The first systematic approach to quality, low-cost hearing aids was addressed by Songbird in 2000, with a disposable hearing aid.  However, the original Songbird failed due to dispenser non-interest.  Some dispensers have opined that it failed because it was an inferior product, a common argument against most low-cost hearing aids.  However, when the Songbird was compared with the Songbird Photoleading programmable digital hearing aids at the time, the Songbird performed technically as well, or better than the premium-priced hearing aids – and even more so in its ability to reduce circuit noise.4,5

Two reasons that the product was not the success hoped for were: 1) dispensers were unwilling to sell a product that cost the consumer $39.00, substantially depressing gross profit margins, and 2) the instrument did not fit as many ears cosmetically as had been projected due to its fixed design.  With today’s sized components, the latter would have been essentially eliminated.  What the Songbird showed, however, was that a quality hearing aid could be produced consistently for a low cost.

Does this mean that all low-cost hearing aids (or devices that appear to be hearing aids) are high quality?  The answer is no.  Some have limited adjustability, marginal circuitry, and some utilize cast-off components and dies of older hearing aids.  The primary consideration related to quality of these units would seem to be related to the manufacturer making the product.

For the most part, “starter” hearing aids have not introduced new distribution channels.  Traditional sellers of hearing aids offer these as affordable hearing aids to compete with OTC, mail order, and Internet sale of products that are sold direct to the consumer.  Prices to the consumer range from about $500 to $900.

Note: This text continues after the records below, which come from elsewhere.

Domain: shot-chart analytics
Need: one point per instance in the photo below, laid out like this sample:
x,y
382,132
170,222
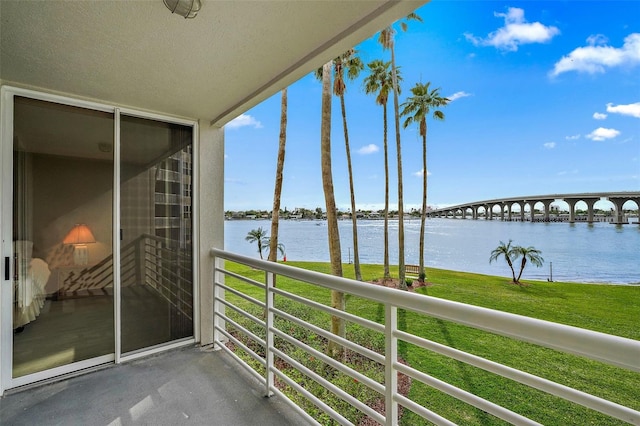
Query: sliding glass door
x,y
100,263
62,234
155,221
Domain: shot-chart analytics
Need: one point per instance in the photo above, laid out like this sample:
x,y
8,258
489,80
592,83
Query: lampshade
x,y
186,8
80,234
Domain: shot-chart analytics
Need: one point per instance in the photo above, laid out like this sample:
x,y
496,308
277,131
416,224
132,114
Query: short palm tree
x,y
260,236
531,254
416,108
509,253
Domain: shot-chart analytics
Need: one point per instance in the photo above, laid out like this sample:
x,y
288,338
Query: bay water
x,y
597,253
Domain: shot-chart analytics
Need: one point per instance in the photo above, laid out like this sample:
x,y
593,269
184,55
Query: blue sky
x,y
545,99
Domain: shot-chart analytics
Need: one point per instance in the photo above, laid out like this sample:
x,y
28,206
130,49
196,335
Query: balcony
x,y
183,386
265,344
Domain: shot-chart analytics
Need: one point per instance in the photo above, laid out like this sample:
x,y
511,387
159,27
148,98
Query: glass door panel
x,y
156,244
63,281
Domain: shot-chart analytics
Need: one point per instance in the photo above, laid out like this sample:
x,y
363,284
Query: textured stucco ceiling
x,y
233,55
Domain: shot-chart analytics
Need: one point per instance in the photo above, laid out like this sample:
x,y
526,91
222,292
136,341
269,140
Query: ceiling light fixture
x,y
186,8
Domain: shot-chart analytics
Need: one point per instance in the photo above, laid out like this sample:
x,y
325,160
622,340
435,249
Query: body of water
x,y
598,253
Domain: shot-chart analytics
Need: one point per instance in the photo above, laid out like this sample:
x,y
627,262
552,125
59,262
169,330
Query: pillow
x,y
23,249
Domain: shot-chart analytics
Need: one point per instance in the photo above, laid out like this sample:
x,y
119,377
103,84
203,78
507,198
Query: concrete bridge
x,y
506,211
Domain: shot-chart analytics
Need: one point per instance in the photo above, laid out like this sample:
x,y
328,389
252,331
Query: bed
x,y
31,275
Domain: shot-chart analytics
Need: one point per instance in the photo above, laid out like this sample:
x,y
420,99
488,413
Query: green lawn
x,y
605,308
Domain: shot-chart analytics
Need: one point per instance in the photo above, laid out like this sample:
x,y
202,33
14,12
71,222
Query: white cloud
x,y
630,109
243,120
597,57
368,149
458,95
568,172
602,133
420,172
516,31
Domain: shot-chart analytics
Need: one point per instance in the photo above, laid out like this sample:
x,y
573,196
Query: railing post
x,y
218,307
269,284
391,356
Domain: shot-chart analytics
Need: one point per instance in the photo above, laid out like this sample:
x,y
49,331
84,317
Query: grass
x,y
605,308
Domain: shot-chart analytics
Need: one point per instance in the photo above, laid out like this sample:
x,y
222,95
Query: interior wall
x,y
67,191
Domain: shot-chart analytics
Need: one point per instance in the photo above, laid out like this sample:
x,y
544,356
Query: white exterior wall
x,y
211,219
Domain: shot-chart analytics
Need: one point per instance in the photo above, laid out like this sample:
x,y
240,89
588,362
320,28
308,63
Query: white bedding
x,y
30,294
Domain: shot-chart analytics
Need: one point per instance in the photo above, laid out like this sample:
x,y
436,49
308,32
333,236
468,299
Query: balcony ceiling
x,y
232,56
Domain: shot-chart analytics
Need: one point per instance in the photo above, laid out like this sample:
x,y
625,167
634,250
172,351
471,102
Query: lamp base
x,y
80,254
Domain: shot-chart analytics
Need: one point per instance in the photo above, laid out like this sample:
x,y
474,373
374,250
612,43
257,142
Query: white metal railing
x,y
609,349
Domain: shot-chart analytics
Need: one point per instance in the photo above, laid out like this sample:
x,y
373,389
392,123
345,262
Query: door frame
x,y
7,94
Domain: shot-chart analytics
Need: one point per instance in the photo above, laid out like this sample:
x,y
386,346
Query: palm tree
x,y
416,108
275,212
279,248
379,82
260,236
386,39
509,253
352,64
335,255
528,253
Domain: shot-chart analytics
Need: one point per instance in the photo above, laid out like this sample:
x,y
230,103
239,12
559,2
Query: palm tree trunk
x,y
354,221
387,273
335,255
394,78
513,272
275,212
524,262
423,216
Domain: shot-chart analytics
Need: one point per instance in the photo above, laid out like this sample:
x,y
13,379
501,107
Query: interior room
x,y
64,216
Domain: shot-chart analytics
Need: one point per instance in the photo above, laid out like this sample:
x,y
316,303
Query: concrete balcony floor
x,y
184,386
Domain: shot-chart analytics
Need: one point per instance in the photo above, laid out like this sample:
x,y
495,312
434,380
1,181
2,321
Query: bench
x,y
412,271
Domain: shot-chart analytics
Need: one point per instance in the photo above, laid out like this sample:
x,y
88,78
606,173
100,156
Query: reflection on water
x,y
579,252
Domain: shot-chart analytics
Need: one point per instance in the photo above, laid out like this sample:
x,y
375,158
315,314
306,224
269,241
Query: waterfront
x,y
598,253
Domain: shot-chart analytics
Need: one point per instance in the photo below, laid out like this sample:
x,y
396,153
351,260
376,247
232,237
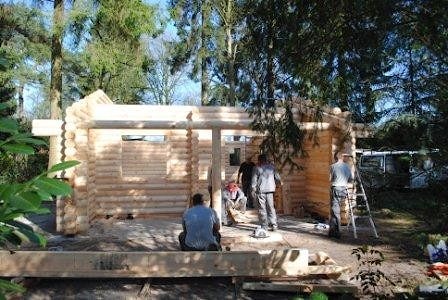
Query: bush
x,y
25,197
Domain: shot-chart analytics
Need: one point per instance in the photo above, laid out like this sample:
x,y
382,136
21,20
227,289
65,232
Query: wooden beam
x,y
299,287
216,171
46,127
240,124
290,262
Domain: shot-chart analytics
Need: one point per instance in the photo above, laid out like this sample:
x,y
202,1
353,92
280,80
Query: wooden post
x,y
216,170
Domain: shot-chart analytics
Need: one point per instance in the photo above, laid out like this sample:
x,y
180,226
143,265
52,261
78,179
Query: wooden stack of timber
x,y
323,276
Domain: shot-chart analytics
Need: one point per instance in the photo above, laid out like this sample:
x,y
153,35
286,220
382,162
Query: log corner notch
x,y
111,181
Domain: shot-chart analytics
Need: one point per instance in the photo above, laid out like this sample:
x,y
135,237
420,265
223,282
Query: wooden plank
x,y
290,262
46,127
299,287
216,171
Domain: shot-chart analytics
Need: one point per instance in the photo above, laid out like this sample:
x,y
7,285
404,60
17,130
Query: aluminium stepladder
x,y
358,205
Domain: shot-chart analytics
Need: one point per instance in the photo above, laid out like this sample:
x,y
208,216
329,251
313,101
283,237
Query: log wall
x,y
120,177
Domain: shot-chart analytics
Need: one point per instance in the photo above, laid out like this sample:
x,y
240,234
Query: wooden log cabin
x,y
147,160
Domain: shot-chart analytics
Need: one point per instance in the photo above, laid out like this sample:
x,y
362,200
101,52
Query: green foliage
x,y
283,140
19,199
427,205
369,272
114,59
7,287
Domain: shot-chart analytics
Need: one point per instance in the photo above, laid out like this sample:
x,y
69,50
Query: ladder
x,y
358,205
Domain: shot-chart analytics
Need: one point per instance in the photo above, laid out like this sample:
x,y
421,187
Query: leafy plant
x,y
369,273
19,199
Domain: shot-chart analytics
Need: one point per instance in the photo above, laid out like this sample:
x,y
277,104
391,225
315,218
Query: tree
x,y
162,83
18,199
25,41
192,19
114,59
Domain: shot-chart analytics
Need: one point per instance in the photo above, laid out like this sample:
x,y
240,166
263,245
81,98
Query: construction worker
x,y
201,227
232,198
340,176
245,173
264,180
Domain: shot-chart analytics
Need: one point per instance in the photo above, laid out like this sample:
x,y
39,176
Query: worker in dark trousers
x,y
340,176
245,173
264,180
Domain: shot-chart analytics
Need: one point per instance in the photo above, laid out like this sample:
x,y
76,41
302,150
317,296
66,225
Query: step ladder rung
x,y
359,205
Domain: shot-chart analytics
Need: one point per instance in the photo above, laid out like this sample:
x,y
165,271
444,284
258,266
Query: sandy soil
x,y
404,263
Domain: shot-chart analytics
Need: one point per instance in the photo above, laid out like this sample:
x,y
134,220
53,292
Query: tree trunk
x,y
230,54
270,63
204,72
20,109
56,78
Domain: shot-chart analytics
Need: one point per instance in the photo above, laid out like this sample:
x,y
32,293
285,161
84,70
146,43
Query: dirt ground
x,y
404,263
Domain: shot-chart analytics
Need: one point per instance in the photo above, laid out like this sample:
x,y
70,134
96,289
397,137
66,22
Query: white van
x,y
398,169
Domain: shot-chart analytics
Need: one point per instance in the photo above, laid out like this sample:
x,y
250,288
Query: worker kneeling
x,y
201,228
233,202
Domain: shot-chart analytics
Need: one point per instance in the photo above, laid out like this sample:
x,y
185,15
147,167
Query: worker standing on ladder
x,y
340,176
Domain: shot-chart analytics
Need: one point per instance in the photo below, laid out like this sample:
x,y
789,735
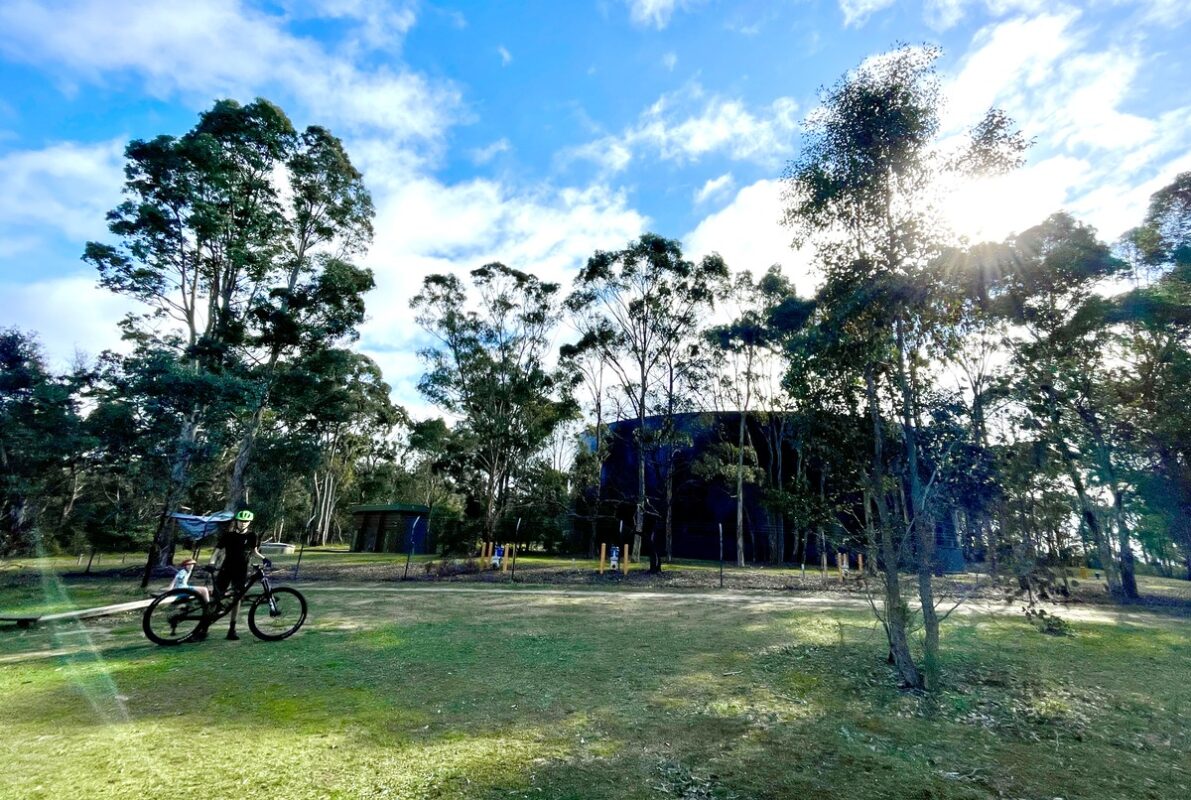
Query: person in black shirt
x,y
236,544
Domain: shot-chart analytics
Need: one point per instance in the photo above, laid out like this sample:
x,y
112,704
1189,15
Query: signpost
x,y
512,576
409,551
721,555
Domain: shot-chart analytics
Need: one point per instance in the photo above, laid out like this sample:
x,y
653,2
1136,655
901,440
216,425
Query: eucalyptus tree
x,y
488,368
41,436
638,302
1047,289
236,238
582,361
1158,356
865,191
742,345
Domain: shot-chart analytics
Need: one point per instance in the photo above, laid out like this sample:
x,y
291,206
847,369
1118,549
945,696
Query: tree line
x,y
1027,394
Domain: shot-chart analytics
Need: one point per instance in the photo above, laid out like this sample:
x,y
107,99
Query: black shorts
x,y
231,572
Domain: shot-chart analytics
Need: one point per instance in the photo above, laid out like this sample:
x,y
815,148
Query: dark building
x,y
397,527
704,495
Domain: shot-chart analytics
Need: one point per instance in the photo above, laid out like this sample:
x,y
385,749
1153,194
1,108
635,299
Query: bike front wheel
x,y
276,616
173,617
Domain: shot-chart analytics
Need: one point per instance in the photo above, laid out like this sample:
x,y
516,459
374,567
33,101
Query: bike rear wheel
x,y
173,617
278,618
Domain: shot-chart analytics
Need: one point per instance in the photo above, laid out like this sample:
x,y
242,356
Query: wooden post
x,y
721,555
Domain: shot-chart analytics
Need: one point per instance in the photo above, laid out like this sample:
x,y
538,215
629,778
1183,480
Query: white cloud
x,y
379,24
943,14
688,124
63,188
1093,154
656,12
747,233
856,12
222,48
426,226
68,314
486,154
714,187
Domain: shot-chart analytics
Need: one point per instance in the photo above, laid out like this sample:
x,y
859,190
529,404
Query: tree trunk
x,y
237,485
1128,574
897,613
920,526
669,502
740,494
161,550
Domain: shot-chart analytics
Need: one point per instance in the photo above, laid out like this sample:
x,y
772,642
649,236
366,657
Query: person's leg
x,y
241,577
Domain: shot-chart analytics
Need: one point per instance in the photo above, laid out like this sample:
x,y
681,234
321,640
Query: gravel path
x,y
806,601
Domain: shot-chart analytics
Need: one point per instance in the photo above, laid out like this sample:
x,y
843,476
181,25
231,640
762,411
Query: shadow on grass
x,y
555,697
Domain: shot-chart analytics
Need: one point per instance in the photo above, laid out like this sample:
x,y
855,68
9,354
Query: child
x,y
182,580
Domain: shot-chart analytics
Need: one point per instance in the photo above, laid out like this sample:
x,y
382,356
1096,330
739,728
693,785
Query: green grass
x,y
400,694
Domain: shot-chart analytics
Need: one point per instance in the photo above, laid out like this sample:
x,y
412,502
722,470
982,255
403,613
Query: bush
x,y
1048,624
451,567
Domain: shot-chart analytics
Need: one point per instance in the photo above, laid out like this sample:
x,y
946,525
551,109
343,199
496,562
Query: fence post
x,y
721,555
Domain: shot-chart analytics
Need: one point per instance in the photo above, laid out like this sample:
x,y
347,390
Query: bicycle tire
x,y
291,607
173,617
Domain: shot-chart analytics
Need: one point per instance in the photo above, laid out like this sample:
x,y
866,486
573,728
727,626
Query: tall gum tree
x,y
866,191
487,367
641,301
236,237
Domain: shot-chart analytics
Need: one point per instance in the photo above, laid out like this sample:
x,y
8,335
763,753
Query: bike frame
x,y
219,610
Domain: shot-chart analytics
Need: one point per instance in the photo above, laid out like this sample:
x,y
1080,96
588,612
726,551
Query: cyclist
x,y
182,580
236,544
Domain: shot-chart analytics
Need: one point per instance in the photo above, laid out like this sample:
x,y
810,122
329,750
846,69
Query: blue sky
x,y
536,132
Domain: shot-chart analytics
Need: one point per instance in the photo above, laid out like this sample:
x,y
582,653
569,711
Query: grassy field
x,y
497,694
337,564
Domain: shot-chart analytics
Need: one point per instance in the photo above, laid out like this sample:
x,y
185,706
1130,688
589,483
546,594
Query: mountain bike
x,y
178,614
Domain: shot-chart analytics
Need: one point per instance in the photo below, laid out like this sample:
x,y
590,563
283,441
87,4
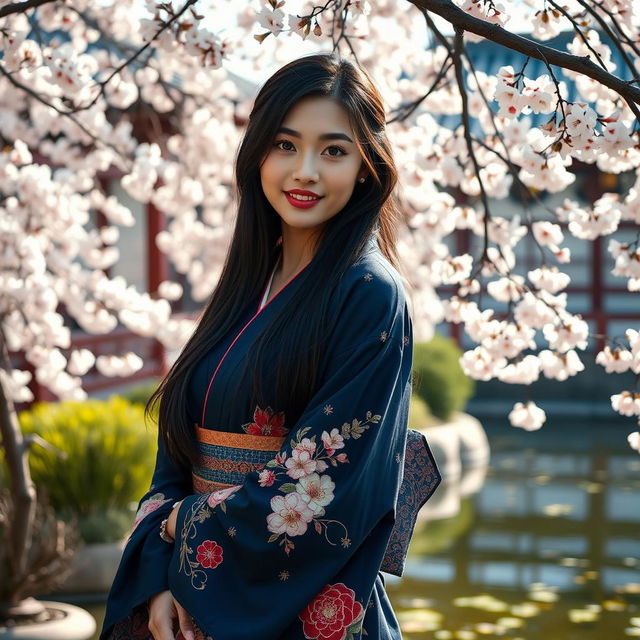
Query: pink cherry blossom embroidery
x,y
266,477
306,498
331,613
209,554
291,514
266,423
219,496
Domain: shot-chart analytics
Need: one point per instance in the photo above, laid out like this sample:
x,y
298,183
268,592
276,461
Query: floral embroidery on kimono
x,y
305,501
266,423
334,614
149,506
209,553
285,548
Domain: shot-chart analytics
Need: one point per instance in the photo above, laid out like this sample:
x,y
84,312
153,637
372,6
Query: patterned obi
x,y
226,458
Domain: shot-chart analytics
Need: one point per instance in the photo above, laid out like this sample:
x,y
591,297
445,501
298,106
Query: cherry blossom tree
x,y
74,74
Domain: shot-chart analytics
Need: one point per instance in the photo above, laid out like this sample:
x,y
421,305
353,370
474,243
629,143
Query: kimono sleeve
x,y
142,571
253,560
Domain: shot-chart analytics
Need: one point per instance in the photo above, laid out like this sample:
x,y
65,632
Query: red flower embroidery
x,y
266,423
330,613
209,554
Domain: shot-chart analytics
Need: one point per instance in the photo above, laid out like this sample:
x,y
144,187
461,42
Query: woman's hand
x,y
163,610
171,521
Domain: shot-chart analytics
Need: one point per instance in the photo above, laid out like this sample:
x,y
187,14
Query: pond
x,y
543,544
545,547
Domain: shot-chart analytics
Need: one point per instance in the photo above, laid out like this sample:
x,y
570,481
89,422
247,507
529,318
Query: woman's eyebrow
x,y
322,136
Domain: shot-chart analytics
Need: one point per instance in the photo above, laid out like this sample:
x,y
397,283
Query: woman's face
x,y
302,159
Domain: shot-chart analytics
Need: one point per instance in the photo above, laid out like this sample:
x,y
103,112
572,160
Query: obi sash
x,y
225,459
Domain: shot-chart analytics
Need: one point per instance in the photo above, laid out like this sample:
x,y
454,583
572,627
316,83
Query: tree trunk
x,y
23,490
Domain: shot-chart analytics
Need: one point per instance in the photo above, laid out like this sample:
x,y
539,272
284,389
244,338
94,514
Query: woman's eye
x,y
282,142
342,151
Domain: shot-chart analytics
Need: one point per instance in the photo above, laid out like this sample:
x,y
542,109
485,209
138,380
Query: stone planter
x,y
69,623
461,450
93,568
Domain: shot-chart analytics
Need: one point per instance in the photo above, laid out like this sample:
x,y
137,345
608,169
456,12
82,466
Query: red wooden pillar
x,y
157,272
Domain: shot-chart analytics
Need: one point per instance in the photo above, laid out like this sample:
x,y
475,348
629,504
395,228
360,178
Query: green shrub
x,y
438,378
109,464
419,414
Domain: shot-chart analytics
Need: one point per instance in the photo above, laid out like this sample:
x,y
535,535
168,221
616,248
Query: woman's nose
x,y
307,169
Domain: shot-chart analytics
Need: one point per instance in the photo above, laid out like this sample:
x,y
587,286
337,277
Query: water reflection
x,y
542,544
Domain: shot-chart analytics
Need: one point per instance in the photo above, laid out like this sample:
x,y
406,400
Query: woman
x,y
283,422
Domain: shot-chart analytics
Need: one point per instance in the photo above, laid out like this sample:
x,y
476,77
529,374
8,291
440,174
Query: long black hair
x,y
302,327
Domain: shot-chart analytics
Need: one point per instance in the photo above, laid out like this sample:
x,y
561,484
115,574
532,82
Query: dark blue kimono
x,y
283,528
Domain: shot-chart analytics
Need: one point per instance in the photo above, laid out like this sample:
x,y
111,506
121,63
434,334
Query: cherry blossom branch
x,y
412,106
132,58
581,64
616,41
457,59
579,32
78,123
622,33
21,7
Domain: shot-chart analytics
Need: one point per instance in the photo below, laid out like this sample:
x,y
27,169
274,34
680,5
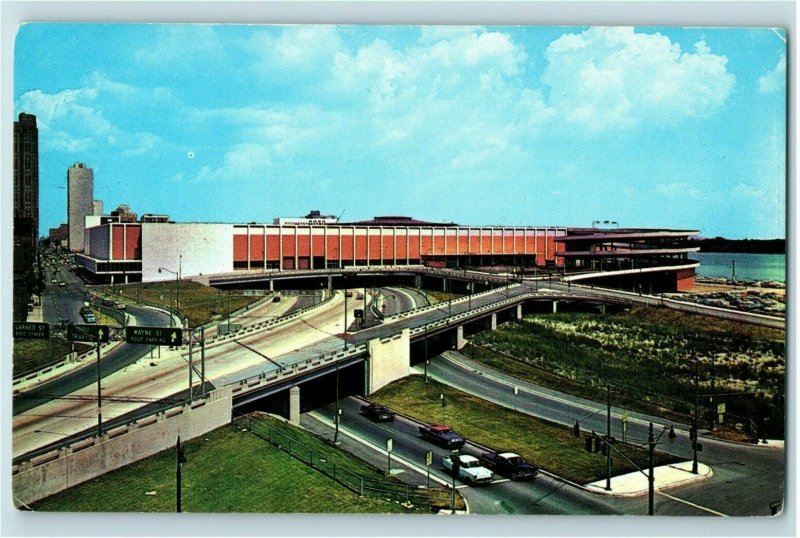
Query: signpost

Confusing the issue of “starter” hearing aids is that many share the same performance characteristics with some of the better PSAPs (personal sound amplification products – to be discussed in a later presentation, and which have introduced new channels of distribution of products designed to assist hearing).

Next week the topic of hearing aid distribution systems will feature Internet sales, consumer hearing aid purchase based on audiogram/self test, and over-the-counter (OTC) sales.


References and Footnotes


1Goldsmith, M., Another voice…to hear: why it is OK to try retail or mail order hearing aids, June, 2011, ICOT Hearing Systems.

2Missouri Board of Examiners for Hearing Instrument Specialists v. Hearing Help Express, Inc. 447 F.3d 21 C.F.R. §801.421(a) (2006).

3Liang, B., Law, financial arrangements, and implications for audiology. Audiologyonline, February 2007.

4Moore, B.C.J., Stone, M.A., and Alcántara, J.I.  Technical review of the Songbird™ Disposable Hearing Aid, Department of Experimental Psychology, University of Cambridge, Commissioned by Defeating Deafness, 2001.

5Brooks, D., Moore, B.C.J., and Taylor, R.  Songbird disposable hearing aid – Panel Report commissioned by Boots Opticians, Ltd. 2001.